Met levensbeschouwing heeft dit niets te maken. Ook de christelijke levensovertuiging, zo die in alle duidelijkheid kan worden weergegeven en geformuleerd, past niet in het gehele gebouw van het maatschappelijke werk. Men kan het hoogstens brengen tot de formulering van een schriftelijke grondslag van een organisatie voor maatschappelijk werk, maar die blijkt in de practijk niet meer te zijn dan een „papieren" zaak, een ornament, een artikel in statuten, maar die in de uitvoering van het werk niet functioneert". Inderdaad bleek het christelijk hulpverleningswerk vaak niet veel meer te zijn dan een humanistische onderbouw met een „christelijk vernisje". Daartegenover stelt Brienen, dat „de sociale dienstverlening, wil ze de naam christelijk waard zijn, moet geschieden vanuit de allesomvattende bevrijding van God in Jezus Christus met het doel de mensen te leren of te laten leven in gehoorzame gebondenheid aan Christus en in blijmoedige uitoefening van de liefde tot de naasten naar Gods wil, rekening houdend met de gebrokenheid van dit leven door de zonde, werkend vanuit het gekomen heil in Christus en onder de zegen van de Heilige Geest".
Het is duidelijk dat hierover nog heel wat te praten valt en dat de weg van dit uitgangspunt naar de praktijk niet altijd eenvoudig is, maar het uitgangspunt en het principe moet eerst goed gesteld zijn en het is juist de bedoeling van Brienen dat de bezinning hierop voortgang vindt en de nadere uitwerking ervan plaats zal hebben.

Het organisatorische
Huizer begint met iets te laten zien van de geschiedenis van de hulpverlening. In de eerste christelijke kerk fungeerde de hulpverlening vanuit het charisma van de liefde. Langzamerhand ontwikkelde zich het diaconaat, maar dit nam niet de plaats in van de hulpverlening vanuit de liefde door de gemeenteleden onderling, maar moest die veeleer leiden en stimuleren. Niet dat het diaconaat altijd vanuit de liefde heeft gefungeerd en dat altijd de gemeente werd gekenmerkt door onderling liefdebetoon. Toch ziet Huizer in de gemeente van Christus, levend uit zijn liefde, tot wederliefde en offergezindheid bereid, de meest principiële en de meest rijke vorm van christelijk hulpbetoon.
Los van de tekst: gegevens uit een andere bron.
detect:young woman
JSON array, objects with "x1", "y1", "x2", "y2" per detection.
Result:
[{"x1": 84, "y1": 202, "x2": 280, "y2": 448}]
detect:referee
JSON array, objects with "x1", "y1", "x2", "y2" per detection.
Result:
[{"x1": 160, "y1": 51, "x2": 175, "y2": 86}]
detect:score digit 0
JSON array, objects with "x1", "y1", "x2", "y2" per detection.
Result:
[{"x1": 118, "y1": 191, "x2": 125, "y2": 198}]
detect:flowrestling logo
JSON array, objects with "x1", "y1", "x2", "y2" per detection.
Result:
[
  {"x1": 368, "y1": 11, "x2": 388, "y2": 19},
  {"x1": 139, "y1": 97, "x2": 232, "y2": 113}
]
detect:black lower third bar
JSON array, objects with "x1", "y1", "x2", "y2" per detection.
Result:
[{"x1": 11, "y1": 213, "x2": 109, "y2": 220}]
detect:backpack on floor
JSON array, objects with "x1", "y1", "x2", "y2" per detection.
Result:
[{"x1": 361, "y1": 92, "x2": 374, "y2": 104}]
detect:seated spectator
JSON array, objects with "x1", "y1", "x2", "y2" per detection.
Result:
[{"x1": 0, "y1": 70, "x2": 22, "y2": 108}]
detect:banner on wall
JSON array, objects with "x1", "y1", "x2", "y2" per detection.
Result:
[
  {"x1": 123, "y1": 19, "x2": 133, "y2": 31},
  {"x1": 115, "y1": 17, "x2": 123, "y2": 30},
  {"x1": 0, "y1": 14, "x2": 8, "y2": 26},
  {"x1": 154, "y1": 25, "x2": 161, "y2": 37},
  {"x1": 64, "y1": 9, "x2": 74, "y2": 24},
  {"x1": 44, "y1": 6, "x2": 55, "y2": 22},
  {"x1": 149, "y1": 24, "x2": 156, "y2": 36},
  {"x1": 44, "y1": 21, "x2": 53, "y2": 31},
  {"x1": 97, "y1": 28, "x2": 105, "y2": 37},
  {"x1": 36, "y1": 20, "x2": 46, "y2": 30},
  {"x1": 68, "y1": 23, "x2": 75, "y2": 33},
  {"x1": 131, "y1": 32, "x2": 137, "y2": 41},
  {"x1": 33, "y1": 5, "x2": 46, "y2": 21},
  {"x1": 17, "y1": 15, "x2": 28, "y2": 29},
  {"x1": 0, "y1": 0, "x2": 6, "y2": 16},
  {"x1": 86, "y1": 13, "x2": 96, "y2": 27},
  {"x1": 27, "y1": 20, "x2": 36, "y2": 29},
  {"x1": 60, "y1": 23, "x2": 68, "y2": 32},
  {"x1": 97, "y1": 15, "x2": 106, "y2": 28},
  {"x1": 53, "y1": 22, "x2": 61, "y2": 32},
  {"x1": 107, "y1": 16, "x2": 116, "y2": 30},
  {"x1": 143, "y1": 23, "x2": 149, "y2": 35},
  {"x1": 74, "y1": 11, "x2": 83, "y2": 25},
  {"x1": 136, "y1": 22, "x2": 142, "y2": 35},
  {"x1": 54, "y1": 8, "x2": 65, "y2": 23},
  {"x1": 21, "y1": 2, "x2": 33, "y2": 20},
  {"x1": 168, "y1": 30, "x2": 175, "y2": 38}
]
Er is in onze tijd een professionalisering ontstaan met een uitgebreide specialisering en steeds voortgaande schaalvergroting, met alle gevaren van dien. Het charisma is verloren gegaan. Hulpverlening is tot een beroep en een vorm van geldverdienen geworden. Door schaalvergroting is het christelijk dienstbetoon in een crisis gekomen. Huizer ontkent niet de betekenis van professionalisering. Er is behalve liefde ook kennis nodig.
Maar „door de noodzakelijk meer vakmatige aanpak kwam er zo langzamerhand ook een andere werkwijze van de hulpverlener aan de orde. Deze had principieel en organisatorisch verstrekkende gevolgen". Er was niet aan te ontkomen, maar gevaren bleken er wel aan te kleven. „Bij het noodzakelijk proces van de professionalisering is er heel wat schade berokkend". Door de schaalvergroting, waarbij de overheid op grond van doelmatigheid en bereikbaarheid eisen ging stellen ten aanzien van de omvang van de instellingen, werden eenmansposten gedwongen te verdwijnen, op enkele uitzonderingen na. Schaalvergroting betekende ook samenwerking met anderen met een andere dan christelijke levensbeschouwing, met al de problematieken van dien, waarom de synode van de christelijke gereformeerde kerken in 1971/72 uitsprak dat waar samenwerking in strijd is met het wezen en de opdracht van de kerk men zich zal moeten terug trekken en er bij kerkleden op aan dringen zich te bezinnen omtrent hun roeping in betrekking tot de nieuwe ontstane situatie.
Uitvoerig tekent Huizer met welke problematieken in onze tijd de christelijke hulpverlener, die wil werken vanuit de bijbelse achtergrond, te maken krijgt. Zelf meent hij dat het charisma van de liefde weer in de gemeente geïntegreerd moet worden. „Het gaat om Jezus Christus, die tekenen van zijn Koninkrijk heeft laten zien. Heiliging in de diepe zin is daarbij aan de orde". „Het gaat om de Heilige Geest. Hij zegt gaven in een veelheid en verscheidenheid toe, zodat geen van zijn kinderen er zonder is. Alleen, ze worden te weinig aangeboord en gebruikt. Dat is de kwestie. Dit alles vormt de sleutel naar al het andere".
In de christelijke gemeente klopt het hart van de christenheid. „Daar regeert Christus door Woord en Geest. Daar wordt het echte „dienen" ontdekt en geleerd door wedergeboorte en dagelijkse bekering. Daarom moet een ieder die Jezus Christus heeft toegelaten in zijn leven zich aangesproken weten. Lauwheid in dit opzicht is: zonde!"
Dit betekent aanzet tot mobilisatie. „Heel concreet kan dit worden uitgevoerd op het punt van de komende decentralisatie. Op de daad, als kenmerk van het ware geloof, moet worden geappelleerd. Mensen moeten in beweging komen voor mensen, maar ten diepste omdat het een zaak van God is. Die inzet is echter nog nauwelijks te bespeuren, al zijn er wat ritselingen te ontdekken ten aanzien van de ontwikkelingen van een visie en standpuntbepaling. Op dit punt van de daad staat de wagen bijna nog stil, bij degenen, die nog bijbels-confessioneel willen leven en werken".
Brienen en Huizer hebben een instruerend boekje geschreven, dat oproept tot bezinning en daadwerkelijkheid in bijbelse zin. En dat was de bedoeling.

Oosterhoff

Dit artikel werd u aangeboden door: De Wekker

Deze tekst is geautomatiseerd gemaakt en kan nog fouten bevatten. Digibron werkt voortdurend aan correctie. Klik voor het origineel door naar de pdf. Voor opmerkingen, vragen, informatie: contact.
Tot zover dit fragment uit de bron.